デジタル化の推進による効果がどのような側面で得られているかを複数選択方式で尋ねると、「業務プロセスの改善、生産性向上」 や 「業務に関わる人数や労働時間の削減」をあげた企業がそれぞれ81.5%、77.4%であった。

一方で「顧客数や顧客単価、顧客満足度などの向上」 や 「既存事業における商品・サービスの高度化」をあげた企業はそれぞれ35.0%、34.4%であった。また、「新規事業や新サービスの創出」 や 「SDGs、地域活性化などの社会課題解決への貢献」をあげた企業は、それぞれ28.8%、17.1%にとどまった。

  • 各デジタル化の推進による効果(どのような側面で得られているか、複数回答)(出所:NRI 「ユーザ企業のIT活用実態調査 2022年」)

    各デジタル化の推進による効果(どのような側面で得られているか、複数回答)(出所:NRI 「ユーザ企業のIT活用実態調査 2022年」)

デジタル化の推進から効果を得る上で各社が直面している課題については、「デジタル化を担う人材の不足」をあげた企業は80.5%と最多であった一方、課題解消のための取り組みとして「人材のスキル向上や専門人材の採用」は48.2%にとどまった。

また、「旧来の企業文化や風土」や「デジタル戦略の欠如」もそれぞれ44.2%、39.6%と多くの企業が課題であると認識している。ただし、デジタル戦略については、その立案と実行に取り組んでいる企業の割合(43.9%)が、課題であると回答した企業の割合を上回り、取り組みの進展によって課題の解消が進んでいることがうかがえるとしている。

  • デジタル化の効果を得る上での課題と取り組みの状況(複数回答)(出所:NRI 「ユーザ企業のIT活用実態調査 2022年」)

    デジタル化の効果を得る上での課題と取り組みの状況(複数回答)(出所:NRI 「ユーザ企業のIT活用実態調査 2022年」)

デジタル化の取り組みを「顧客に対する活動のデジタル化」、「業務プロセスのデジタル化」、「デジタル化による事業やビジネスモデルの変革」の3つの領域に分け、取り組みの年数を尋ねたところ、「業務プロセスのデジタル化」では5年以上の取り組みを行っている企業が39.3%であるのに対し、「顧客に対する活動のデジタル化」と「デジタル化による事業やビジネスモデルの変革」ではそれぞれ16.3%、10.7%にとどまった。また、「顧客に対する活動のデジタル化」と「デジタル化による事業やビジネスモデルの変革」では、「取り組んでいない」と回答した企業の割合もそれぞれ31.3%、36.2%にのぼった。
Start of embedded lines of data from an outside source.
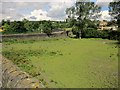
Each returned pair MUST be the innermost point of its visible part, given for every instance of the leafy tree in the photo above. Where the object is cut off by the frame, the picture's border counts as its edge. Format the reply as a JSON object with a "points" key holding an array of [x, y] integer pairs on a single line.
{"points": [[114, 9], [47, 27], [81, 12], [29, 26], [6, 28], [3, 22]]}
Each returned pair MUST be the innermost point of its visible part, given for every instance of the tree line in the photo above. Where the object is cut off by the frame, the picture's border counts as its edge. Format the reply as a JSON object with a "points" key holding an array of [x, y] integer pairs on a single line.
{"points": [[82, 19]]}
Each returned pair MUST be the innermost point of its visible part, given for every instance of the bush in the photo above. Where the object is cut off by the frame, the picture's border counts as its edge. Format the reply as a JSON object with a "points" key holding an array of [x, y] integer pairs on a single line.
{"points": [[93, 33]]}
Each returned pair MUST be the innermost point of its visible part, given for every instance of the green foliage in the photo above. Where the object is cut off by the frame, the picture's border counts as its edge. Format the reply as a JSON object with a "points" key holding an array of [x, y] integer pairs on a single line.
{"points": [[84, 12], [84, 63], [47, 28], [114, 9]]}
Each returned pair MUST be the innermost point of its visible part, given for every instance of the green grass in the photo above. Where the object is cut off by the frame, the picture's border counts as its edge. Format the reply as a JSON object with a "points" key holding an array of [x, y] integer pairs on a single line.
{"points": [[72, 63]]}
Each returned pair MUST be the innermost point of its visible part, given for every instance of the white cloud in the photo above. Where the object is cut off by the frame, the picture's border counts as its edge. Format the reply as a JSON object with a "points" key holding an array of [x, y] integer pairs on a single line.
{"points": [[38, 15], [37, 0], [103, 2], [50, 10], [105, 15]]}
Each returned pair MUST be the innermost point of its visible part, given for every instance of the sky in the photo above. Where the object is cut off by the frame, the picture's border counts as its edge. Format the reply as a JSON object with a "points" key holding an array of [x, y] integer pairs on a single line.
{"points": [[35, 10]]}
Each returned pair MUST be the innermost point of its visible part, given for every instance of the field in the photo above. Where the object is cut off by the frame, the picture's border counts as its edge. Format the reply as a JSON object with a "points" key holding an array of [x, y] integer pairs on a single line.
{"points": [[66, 62]]}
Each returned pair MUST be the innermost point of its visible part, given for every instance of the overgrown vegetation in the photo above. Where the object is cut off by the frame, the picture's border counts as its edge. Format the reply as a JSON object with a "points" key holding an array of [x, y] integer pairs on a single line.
{"points": [[66, 62]]}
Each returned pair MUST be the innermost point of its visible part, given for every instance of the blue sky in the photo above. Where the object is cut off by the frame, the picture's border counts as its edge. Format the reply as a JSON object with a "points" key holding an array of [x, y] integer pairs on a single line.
{"points": [[39, 10]]}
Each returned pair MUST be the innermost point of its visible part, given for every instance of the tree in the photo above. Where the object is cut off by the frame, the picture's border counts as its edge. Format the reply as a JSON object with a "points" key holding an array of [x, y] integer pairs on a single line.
{"points": [[2, 22], [82, 11], [7, 28], [47, 27], [114, 9]]}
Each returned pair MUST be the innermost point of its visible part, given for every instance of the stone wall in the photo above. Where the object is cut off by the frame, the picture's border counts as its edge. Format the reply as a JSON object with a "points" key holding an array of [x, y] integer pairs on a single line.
{"points": [[13, 77]]}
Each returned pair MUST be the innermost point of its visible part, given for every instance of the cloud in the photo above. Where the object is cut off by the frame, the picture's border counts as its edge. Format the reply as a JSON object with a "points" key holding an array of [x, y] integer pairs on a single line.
{"points": [[38, 15], [105, 15], [37, 0], [103, 2], [31, 10]]}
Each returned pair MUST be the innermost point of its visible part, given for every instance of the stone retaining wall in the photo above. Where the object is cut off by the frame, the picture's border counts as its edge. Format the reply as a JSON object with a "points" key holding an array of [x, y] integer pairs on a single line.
{"points": [[13, 77]]}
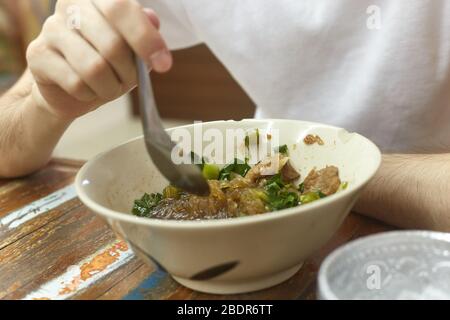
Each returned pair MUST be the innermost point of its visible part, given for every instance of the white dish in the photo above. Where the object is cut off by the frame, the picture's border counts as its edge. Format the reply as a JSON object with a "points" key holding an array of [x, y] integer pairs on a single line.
{"points": [[268, 248]]}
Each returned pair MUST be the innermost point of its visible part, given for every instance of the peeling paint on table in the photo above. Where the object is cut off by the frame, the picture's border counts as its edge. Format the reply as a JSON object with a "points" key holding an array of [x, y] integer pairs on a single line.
{"points": [[41, 206], [85, 273]]}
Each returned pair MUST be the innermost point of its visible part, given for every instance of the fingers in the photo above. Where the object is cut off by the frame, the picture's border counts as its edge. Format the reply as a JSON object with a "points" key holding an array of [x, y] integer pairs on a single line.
{"points": [[109, 44], [93, 69], [49, 67], [136, 27], [151, 15]]}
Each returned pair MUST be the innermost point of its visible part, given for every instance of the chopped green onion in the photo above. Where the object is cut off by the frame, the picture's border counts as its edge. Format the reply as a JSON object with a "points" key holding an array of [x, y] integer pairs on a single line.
{"points": [[144, 206], [171, 192], [301, 187], [211, 172]]}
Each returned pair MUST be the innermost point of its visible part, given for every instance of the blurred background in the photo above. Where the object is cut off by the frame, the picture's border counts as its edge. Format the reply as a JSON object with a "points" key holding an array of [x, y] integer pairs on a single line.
{"points": [[197, 88]]}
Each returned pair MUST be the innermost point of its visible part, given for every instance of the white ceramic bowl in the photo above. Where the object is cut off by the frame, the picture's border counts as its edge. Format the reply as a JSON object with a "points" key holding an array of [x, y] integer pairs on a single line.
{"points": [[267, 249]]}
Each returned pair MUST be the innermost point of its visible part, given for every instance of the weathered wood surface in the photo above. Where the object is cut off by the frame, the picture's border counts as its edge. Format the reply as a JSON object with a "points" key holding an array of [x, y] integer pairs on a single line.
{"points": [[52, 247]]}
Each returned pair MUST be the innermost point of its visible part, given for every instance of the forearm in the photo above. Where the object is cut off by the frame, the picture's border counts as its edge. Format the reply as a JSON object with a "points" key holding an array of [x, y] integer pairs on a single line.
{"points": [[28, 133], [410, 191]]}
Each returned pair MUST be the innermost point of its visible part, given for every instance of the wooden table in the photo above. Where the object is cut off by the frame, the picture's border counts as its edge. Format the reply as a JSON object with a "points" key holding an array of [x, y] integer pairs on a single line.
{"points": [[52, 247]]}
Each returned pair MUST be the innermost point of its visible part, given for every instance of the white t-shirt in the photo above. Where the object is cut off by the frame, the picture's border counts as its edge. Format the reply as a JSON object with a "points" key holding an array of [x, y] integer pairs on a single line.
{"points": [[377, 67]]}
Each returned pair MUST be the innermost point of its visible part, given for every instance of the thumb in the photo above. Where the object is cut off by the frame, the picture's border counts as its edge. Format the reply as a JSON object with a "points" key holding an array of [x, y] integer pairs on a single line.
{"points": [[151, 14]]}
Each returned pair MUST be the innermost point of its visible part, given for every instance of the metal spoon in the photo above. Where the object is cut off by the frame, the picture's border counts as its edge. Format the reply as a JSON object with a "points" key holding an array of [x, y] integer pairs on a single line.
{"points": [[187, 177]]}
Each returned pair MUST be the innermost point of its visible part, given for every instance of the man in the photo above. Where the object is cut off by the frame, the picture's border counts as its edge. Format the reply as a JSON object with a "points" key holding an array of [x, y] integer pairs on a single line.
{"points": [[380, 67]]}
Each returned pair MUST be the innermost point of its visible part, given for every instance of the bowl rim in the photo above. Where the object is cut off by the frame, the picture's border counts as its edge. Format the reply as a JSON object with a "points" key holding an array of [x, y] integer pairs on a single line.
{"points": [[218, 223], [323, 286]]}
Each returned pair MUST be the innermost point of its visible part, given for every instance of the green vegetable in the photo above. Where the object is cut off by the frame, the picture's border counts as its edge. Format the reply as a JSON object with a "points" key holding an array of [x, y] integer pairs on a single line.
{"points": [[275, 184], [171, 192], [309, 197], [283, 150], [283, 200], [211, 172], [144, 206], [239, 167], [321, 194], [301, 187], [278, 197]]}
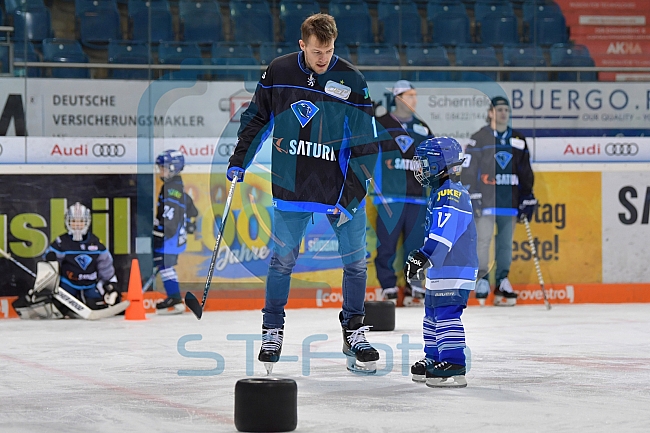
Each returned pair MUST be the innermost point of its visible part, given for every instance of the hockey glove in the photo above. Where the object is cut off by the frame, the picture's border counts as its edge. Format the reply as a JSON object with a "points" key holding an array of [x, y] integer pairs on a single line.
{"points": [[416, 266], [477, 204], [232, 171], [527, 205], [108, 292]]}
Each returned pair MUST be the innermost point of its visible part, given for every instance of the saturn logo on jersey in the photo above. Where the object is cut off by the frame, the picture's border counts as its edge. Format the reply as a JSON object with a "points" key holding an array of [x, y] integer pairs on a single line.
{"points": [[83, 260], [304, 111]]}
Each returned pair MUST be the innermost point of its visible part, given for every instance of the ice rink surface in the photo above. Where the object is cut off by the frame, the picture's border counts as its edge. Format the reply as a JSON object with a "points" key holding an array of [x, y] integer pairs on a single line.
{"points": [[575, 368]]}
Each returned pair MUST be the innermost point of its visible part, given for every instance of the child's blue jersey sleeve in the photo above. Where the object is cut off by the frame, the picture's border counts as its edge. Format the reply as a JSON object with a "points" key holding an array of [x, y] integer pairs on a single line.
{"points": [[449, 214]]}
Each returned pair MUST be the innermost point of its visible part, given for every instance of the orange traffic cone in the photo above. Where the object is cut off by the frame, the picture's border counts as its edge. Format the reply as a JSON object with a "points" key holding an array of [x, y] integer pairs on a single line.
{"points": [[135, 311]]}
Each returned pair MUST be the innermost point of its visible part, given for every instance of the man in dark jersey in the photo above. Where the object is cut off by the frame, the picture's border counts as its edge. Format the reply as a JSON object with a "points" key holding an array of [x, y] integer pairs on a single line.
{"points": [[500, 181], [324, 150], [399, 197]]}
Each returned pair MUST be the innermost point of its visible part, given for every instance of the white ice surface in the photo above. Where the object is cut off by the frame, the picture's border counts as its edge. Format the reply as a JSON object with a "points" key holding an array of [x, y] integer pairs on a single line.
{"points": [[575, 368]]}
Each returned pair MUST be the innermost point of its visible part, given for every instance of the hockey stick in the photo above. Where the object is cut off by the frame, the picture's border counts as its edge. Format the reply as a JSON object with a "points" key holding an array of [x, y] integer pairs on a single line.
{"points": [[190, 300], [70, 301], [536, 260]]}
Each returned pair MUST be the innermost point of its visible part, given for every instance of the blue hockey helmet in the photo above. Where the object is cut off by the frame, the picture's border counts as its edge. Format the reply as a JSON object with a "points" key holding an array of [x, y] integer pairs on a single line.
{"points": [[172, 160], [437, 157]]}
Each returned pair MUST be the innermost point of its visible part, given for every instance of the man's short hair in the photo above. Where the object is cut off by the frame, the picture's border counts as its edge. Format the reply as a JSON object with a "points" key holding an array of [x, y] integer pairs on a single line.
{"points": [[322, 26]]}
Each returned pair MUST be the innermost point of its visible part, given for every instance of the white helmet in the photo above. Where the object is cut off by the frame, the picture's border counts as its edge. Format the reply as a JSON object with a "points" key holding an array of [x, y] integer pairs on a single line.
{"points": [[77, 221]]}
  • デジタル化への取り組み年数(出所:NRI 「ユーザ企業のIT活用実態調査 2022年」)

    デジタル化への取り組み年数(出所:NRI 「ユーザ企業のIT活用実態調査 2022年」)

さらに、3つの領域のそれぞれについて「取り組んでいない」と回答した企業以外を対象に、投資から財務上の成果や他の定量的な成果を得ているかを尋ねたところ、「財務上の成果(コストの削減、収益の増加など)が得られている」もしくは「他の定量的な成果(顧客獲得数、顧客満足度など)は得られている」企業の割合は、「顧客に対する活動のデジタル化」の領域では、取り組み期間が3年以上5年未満の回答企業で56.7%、5年以上の回答企業で69.2%であった。

同様に、財務上の成果もしくは他の定量的な成果が得られていると回答した企業は、「業務プロセスのデジタル化」の領域では、取り組み期間が3年以上5年未満の回答企業で63.0%、5年以上の回答企業で82.7%、「デジタル化による事業やビジネスモデルの変革」の領域では、取り組み期間が3年以上5年未満の回答企業で40.0%、取り組み期間が5年以上の企業で65.7%と、どの領域においても取り組みの期間が長いほど 「財務上の成果(コストの削減、収益の増加など)が得られている」 と回答した企業の割合が高いという傾向が見られる。

  • デジタル化への取り組み年数と成果の獲得状況(出所:NRI 「ユーザ企業のIT活用実態調査 2022年」)

    デジタル化への取り組み年数と成果の獲得状況(出所:NRI 「ユーザ企業のIT活用実態調査 2022年」)

野村総合研究所は、デジタル化への投資を意味のある成果につなげるためには、中長期の視点を持って取り組みを進める必要があり、特に事業やビジネスモデルの変革については、腰を据えた取り組みが求められるとみている。